Makasih

Haikal menghembuskan napasnya berat, sesaat setelah ia membaca pesan dari Sandara.

Haikal lalu beranjak, ia meraih jaket dan juga meraih kunci mobilnya.

Sebelum keluar ia terlebih dahulu mengetuk pintu kamar anaknya, dimana ada Ralita disana.

“Sayang ...” ucap Haikal sambil perlahan membuka pintunya.

Terlihat Ralita yang tengah menepuk punggung Caca. Suara pintu terbuka membuat Ralita menoleh.

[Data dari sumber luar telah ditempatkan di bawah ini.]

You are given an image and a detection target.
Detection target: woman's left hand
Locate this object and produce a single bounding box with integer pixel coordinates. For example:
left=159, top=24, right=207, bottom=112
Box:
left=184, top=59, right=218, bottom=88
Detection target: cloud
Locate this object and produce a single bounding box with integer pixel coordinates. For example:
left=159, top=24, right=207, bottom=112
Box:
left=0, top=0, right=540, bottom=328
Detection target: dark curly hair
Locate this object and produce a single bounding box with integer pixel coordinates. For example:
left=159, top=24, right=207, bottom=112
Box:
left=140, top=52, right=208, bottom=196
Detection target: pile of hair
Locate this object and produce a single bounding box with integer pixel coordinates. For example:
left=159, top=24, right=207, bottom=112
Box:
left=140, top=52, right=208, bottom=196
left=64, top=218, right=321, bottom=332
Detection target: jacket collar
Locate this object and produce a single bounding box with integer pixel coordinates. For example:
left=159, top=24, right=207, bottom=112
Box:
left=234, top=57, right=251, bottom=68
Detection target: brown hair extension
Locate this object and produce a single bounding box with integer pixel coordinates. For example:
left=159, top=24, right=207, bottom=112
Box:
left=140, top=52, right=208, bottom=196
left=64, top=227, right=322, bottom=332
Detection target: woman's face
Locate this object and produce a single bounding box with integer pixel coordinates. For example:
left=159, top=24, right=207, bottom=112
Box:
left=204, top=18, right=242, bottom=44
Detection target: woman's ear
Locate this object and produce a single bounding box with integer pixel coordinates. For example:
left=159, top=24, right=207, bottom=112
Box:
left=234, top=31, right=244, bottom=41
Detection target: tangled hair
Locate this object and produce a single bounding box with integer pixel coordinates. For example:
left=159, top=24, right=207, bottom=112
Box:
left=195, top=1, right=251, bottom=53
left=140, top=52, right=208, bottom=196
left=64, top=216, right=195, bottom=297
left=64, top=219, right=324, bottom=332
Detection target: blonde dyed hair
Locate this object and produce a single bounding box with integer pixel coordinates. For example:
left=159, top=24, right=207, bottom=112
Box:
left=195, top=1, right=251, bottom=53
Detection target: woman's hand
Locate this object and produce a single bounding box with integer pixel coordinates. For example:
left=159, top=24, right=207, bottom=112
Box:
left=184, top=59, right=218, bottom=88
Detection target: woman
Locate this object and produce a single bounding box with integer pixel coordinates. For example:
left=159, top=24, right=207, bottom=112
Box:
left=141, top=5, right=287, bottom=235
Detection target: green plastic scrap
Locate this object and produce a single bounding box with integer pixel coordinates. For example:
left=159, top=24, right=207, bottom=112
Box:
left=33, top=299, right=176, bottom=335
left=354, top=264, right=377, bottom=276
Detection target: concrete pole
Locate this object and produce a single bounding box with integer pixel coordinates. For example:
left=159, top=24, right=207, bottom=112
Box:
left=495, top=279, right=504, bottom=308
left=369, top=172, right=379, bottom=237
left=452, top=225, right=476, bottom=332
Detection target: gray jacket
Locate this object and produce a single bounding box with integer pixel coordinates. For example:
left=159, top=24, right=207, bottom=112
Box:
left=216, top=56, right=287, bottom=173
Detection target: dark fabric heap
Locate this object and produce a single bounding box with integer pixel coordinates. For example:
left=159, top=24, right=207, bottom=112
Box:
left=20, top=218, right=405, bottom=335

“Eh kenapa? Jangan deket-deket ih,” ucap Ralita.

Haikal terkekeh sejenak.

“Enggak, aku disini.”

“Kenapa yah?” Tanya Ralita.

“Aku mau keluar sebentar, ke panti.”

“Loh kenapa?”

“Katanya Rivan sakit, badannya panas banget. Hasan lagi pulang katanya,” ucap Haikal.

“Boleh, gak?”

Sejenak Haikal terdiam, kemudian ia kembali bersuara.

“Eh apa aku pesenin grabcar aja, ya?” Lanjut Haikal lagi.

Ralita beranjak dari tidurnya, kemudian ia duduk menghadap Haikal yang tengah berdiri di ambang pintu.

“Pergi aja gapapa. Kalo grabcar jam segini takut. Udah mau jam dua belas juga,” ucap Ralita.

“Gapapa?” Tanya Haikal memastikan.

Ralita tersenyum. “Gapapa yah, pergi aja. Kasian takut ada apa-apa,” ucap Ralita.

Haikal mengerucutkan bibirnya sambil merentangkan kedua tangannya.

“Mau peluk dulu.”

Ralita terkekeh, kemudian ia beranjak mendekati Haikal dan memeluknya sekilas

“Dah, sana cepet, aku tahan napas nih takut muntah,” ucap Ralita membuat Haikal tertawa.

“Yaudah aku ke panti dulu ya, aku kunci pintunya.” Ucap Haikal mengecup pucuk kepala Ralita.

“Hati-hati Yah.”

-

Sesampainya di rumah sakit, Haikal dan juga Sandara buru-buru membawa Rivan yang masih berusia tiga tahun ke Unit Gawat Darurat. Tak lama setelah itu Rivan segera di tangani.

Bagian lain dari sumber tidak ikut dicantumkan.